Варсус, слушавший до этого момента не слишком внимательно, теперь вскинул голову и жадно уставился на Корнелия, ожидая его ответа.
— Никто не может проникнуть во внутренний мир эйдоса. Даже Троил. Но все же по свечению и мерцанию мы можем догадываться, что эйдосу не до конца уютно, что что-то его тревожит.
— И их тревожит судьба Арея?
— Скорее всего.
У Мефодия мысль настолько прочно была связана с действием, что он не любил думать о том, чего нельзя изменить
— Арею не помочь, — сказал он. — Сто раз уже это обсуждали. Нет такой силы, которая вытащит его из Расщелины Духов. Но даже если бы чудо и произошло, то что? Возвращение в Эдем для стража мрака невозможно.

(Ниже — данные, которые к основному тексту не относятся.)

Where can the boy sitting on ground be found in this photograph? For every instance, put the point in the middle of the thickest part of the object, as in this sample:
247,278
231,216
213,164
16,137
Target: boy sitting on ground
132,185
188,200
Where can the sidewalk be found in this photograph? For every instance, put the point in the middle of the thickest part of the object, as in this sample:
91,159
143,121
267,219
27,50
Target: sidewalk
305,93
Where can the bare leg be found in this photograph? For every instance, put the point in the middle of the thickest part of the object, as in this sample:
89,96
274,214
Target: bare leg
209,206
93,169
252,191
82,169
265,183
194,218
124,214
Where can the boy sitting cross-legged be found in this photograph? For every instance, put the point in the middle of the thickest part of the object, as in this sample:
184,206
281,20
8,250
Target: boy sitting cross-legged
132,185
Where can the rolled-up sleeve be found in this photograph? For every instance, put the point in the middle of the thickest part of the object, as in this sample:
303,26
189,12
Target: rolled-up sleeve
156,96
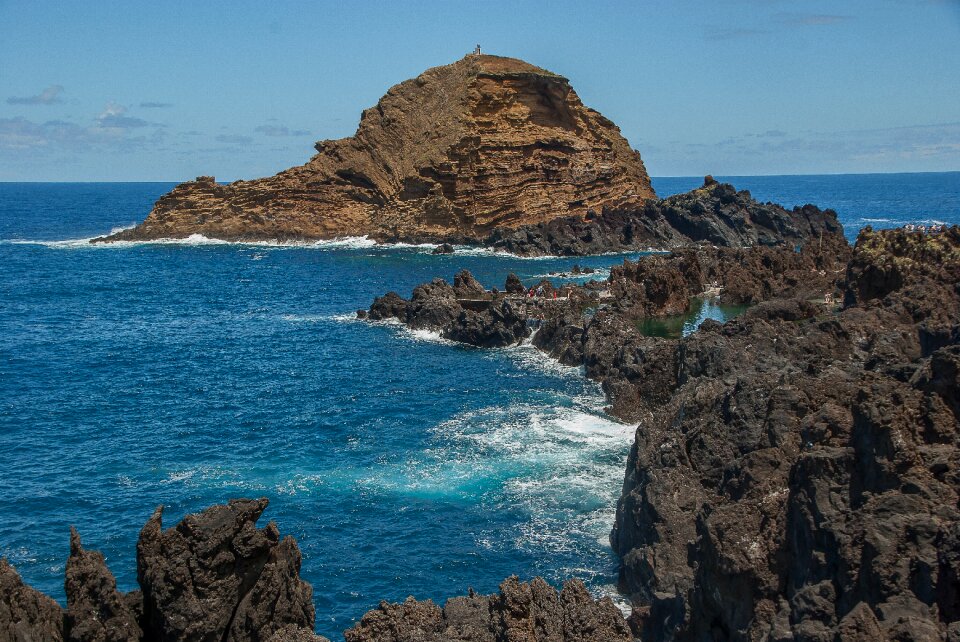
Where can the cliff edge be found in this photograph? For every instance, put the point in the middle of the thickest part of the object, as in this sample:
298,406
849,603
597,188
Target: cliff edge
484,143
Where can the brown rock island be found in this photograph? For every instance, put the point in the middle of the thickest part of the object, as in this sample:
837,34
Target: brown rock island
484,143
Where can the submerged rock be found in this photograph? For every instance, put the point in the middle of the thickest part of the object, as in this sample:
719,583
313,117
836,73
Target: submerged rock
520,612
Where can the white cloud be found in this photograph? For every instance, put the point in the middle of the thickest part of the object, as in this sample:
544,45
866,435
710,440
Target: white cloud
49,96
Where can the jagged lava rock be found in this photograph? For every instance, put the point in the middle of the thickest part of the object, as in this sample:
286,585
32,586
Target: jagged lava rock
96,611
26,615
520,612
797,479
460,150
216,576
715,214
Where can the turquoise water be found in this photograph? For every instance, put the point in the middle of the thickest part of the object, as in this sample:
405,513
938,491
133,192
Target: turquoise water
188,373
678,325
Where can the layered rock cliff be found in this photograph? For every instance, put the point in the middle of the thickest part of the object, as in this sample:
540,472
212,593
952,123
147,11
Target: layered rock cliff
484,143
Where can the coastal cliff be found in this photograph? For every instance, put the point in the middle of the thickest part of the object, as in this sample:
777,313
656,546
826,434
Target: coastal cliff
795,471
461,150
216,577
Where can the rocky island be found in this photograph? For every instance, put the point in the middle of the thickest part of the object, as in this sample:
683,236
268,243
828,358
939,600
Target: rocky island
487,151
459,151
794,474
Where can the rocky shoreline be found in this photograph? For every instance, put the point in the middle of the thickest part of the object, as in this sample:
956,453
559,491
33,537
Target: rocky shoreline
215,576
795,472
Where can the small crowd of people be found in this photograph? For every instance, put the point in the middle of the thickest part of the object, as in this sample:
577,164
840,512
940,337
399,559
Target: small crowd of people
925,229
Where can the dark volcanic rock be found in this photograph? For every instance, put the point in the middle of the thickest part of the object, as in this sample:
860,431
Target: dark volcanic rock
501,324
26,615
521,612
292,633
215,576
463,312
96,611
514,285
800,479
714,214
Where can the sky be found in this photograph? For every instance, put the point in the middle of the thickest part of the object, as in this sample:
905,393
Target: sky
165,91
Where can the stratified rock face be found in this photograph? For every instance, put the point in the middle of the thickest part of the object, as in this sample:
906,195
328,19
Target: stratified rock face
96,611
483,143
26,615
521,612
215,576
798,478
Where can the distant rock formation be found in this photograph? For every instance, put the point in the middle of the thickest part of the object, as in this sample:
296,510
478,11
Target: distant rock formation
521,612
463,312
481,144
714,214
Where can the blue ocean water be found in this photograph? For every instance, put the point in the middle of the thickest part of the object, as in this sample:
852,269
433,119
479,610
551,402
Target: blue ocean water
187,373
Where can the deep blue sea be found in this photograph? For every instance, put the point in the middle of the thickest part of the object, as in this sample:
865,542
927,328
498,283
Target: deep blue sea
188,373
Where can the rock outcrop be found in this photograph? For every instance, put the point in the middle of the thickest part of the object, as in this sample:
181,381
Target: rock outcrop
26,615
580,328
213,577
796,477
481,144
714,214
521,612
463,312
96,611
216,576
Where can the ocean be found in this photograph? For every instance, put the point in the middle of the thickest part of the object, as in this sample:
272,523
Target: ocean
187,373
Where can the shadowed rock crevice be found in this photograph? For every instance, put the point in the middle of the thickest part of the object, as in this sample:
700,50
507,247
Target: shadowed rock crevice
799,480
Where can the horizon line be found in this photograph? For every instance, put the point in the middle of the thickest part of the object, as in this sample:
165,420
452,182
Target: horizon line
698,176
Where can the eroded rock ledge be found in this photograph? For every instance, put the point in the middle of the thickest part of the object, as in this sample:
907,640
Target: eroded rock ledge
216,577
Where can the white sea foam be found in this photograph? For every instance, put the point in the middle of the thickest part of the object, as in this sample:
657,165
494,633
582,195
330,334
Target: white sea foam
346,242
348,317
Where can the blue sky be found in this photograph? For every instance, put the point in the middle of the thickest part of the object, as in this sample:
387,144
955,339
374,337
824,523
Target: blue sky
169,90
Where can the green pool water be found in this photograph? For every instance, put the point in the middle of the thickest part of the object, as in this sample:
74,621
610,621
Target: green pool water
680,325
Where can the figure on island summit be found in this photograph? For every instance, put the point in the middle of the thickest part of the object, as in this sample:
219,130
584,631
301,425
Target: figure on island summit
484,143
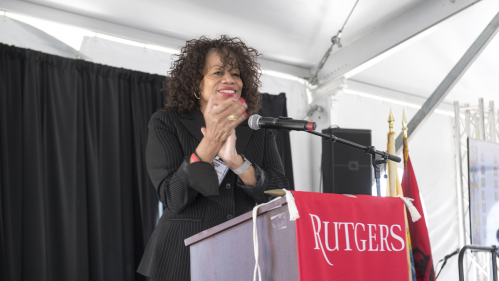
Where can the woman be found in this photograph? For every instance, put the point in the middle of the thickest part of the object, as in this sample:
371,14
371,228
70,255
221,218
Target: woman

Корнелий быстро взглянул на Мефа, а потом, опустив глаза, уставился на последний оставшийся вареник. Он трогал его вилкой и двигал по тарелке.
— Выход есть, — произнес он тихо. — Мне говорил об этом Троил. Я записал его слова. Боялся забыть. Вот. Правда, не с самого начала записалось.
Хранитель грифона коснулся пуговицы на груди, и из пуговицы полился тихий голос Троила, накладывающийся на пение птиц Эдемского сада, где, видимо, и происходил разговор:
«…такое магия? И что такое наши маголодии? По сути, я имею в виду, а не по форме? Тут речь не о флейтах и не о волшебных кольцах! И даже не об энергии благодарности эйдосов».
Здесь Корнелий, что зафиксировала безжалостная пуговица, пытаясь дать ответ, издал тихий писк ущемленного всезнайки, но вовремя спохватился, что лекторская интонация Троила предполагает, что ответ известен только ему одному.
‹‹Не знаю!» — сказал Корнелий, но не этот, здесь сидящий, а записанный на пуговицу.
«Вот! — мягко признал генеральный страж. — Магия и маголодии — это не всесилие. Они предполагают, что мы незримо запрашиваем у кого-то разрешение на совершение определенных действий. Ну допустим, потрясти вот эту сливу, чтобы плоды упали на землю!»
Тут Троил, вероятно, потянулся к сливе, потому что зашуршали листья.